IAC intends to enter into a purchase plan designed to comply with Rule 10b5-1
(the "10b5-1 Plan") under the Securities Exchange Act of 1934, as amended (the
"Exchange Act"). Pursuant to the 10b5-1 Plan, an agent appointed by IAC will
determine the time, amount and price at which purchases of IAC common stock
will be made in the open market, subject to certain parameters established in
advance by IAC. The plan generally calls for purchases of 25% of the average
daily trading volume for IAC common stock for the preceding four calendar
weeks, which, as of today, was approximately 1.1 million shares daily. The
10b5-1 Plan will terminate no later than the earlier of the date that proxy
materials relating to the proposed IAC spin-off of its travel related
businesses are mailed to IAC stockholders and the date that proxy materials
related to the Ask Jeeves transaction are mailed to Ask Jeeves stockholders, or
otherwise as established in the plan. IAC may also purchase stock in privately
negotiated transactions.
Repurchased shares of IAC common stock will be held as treasury shares. In
light of IAC's intended repurchases, IAC today is filing a Form 8-K with the
Securities and Exchange Commission in order to provide certain information that
may be of interest to investors about IAC's current plans for its previously
announced spin-off transaction.
About IAC/InterActiveCorp
IAC operates leading and diversified businesses in sectors being transformed by
the internet, online and offline... our mission is to harness the power of
interactivity to make daily life easier and more productive for people all over
the world. To view a full list of the companies of IAC please visit our website
at http://iac.com/.
Safe Harbor Statement Under The Private Securities Litigation Reform Act Of
1995
This press release contains "forward-looking statements" within the meaning of
the Private Securities Litigation Reform Act of 1995. These forward-looking
statements include statements relating to IAC's anticipated financial
performance, business prospects, new developments and similar matters, and/or
statements preceded by, followed by or that include the words "believes,"
"could," "expects," "anticipates," "estimates," "intends," "plans," or similar
expressions. These forward-looking statements are based on management's current
expectations and assumptions, which are inherently subject to uncertainties,
risks and changes in circumstances that are difficult to predict.

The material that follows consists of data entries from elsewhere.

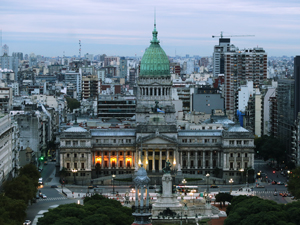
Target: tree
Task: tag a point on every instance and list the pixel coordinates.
(294, 182)
(30, 171)
(96, 210)
(223, 197)
(12, 211)
(97, 168)
(72, 103)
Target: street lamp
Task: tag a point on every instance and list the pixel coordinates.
(113, 176)
(231, 181)
(74, 171)
(207, 176)
(242, 172)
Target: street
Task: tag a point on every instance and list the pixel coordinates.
(55, 197)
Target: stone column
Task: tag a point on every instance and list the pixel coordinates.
(203, 159)
(211, 160)
(109, 165)
(160, 162)
(196, 159)
(189, 160)
(146, 161)
(153, 160)
(133, 159)
(102, 159)
(117, 163)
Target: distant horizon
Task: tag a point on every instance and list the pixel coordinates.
(125, 28)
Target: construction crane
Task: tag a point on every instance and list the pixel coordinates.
(232, 35)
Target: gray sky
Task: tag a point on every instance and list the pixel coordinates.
(118, 27)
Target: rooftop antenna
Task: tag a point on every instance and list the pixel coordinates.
(154, 18)
(79, 49)
(1, 42)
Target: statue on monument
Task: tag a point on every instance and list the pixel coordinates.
(167, 169)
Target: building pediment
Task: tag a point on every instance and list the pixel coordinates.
(157, 139)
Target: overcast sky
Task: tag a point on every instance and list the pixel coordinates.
(118, 27)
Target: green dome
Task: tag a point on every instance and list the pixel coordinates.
(155, 62)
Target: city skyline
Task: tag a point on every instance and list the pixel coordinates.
(124, 28)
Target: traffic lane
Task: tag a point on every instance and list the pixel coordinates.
(49, 192)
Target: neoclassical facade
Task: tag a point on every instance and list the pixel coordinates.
(217, 143)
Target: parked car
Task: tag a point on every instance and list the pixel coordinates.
(27, 222)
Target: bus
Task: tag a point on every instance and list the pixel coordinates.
(187, 189)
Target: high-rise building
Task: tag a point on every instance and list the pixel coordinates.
(218, 55)
(241, 66)
(5, 49)
(19, 55)
(297, 85)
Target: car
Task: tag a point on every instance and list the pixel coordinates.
(27, 222)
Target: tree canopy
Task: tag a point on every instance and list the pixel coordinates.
(17, 193)
(72, 103)
(96, 210)
(269, 147)
(294, 182)
(248, 210)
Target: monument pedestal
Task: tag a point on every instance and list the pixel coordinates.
(167, 199)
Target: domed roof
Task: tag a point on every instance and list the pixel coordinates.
(75, 129)
(155, 62)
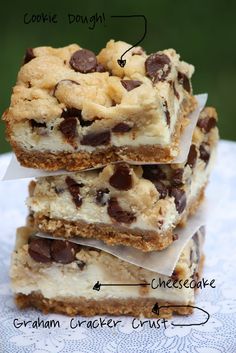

Actual
results may differ materially from those suggested by the forward-looking
statements due to a variety of factors, including changes in business,
political, and economic conditions due to the threat of future terrorist
activity or otherwise, actions and initiatives by current and potential
competitors, changes in the availability of favorably priced inventory, changes
in occupancy rates, the effect of current and future legislation or regulation,
the ability to make cost efficient expenditures in connection with expanding
our reach, the ability to expand our reach into international markets, and
certain other additional factors described in IAC's filings with the Securities
and Exchange Commission. Other unknown or unpredictable factors also could have
material adverse effects on IAC's future results, performance or achievements.
In light of these risks, uncertainties, assumptions and factors, the
forward-looking events discussed in this press release may not occur. You are
cautioned not to place undue reliance on these forward-looking statements,
which speak only as of the date stated, or if no date is stated, as of the date
of this press release.
IAC is not under any obligation and does not intend to make publicly available
any update or other revisions to any of the forward-looking statements
contained in this press release to reflect circumstances existing after the
date of this press release or to reflect the occurrence of future events even
if experience or future events make it clear that any expected results
expressed or implied by those forward-looking statements will not be realized.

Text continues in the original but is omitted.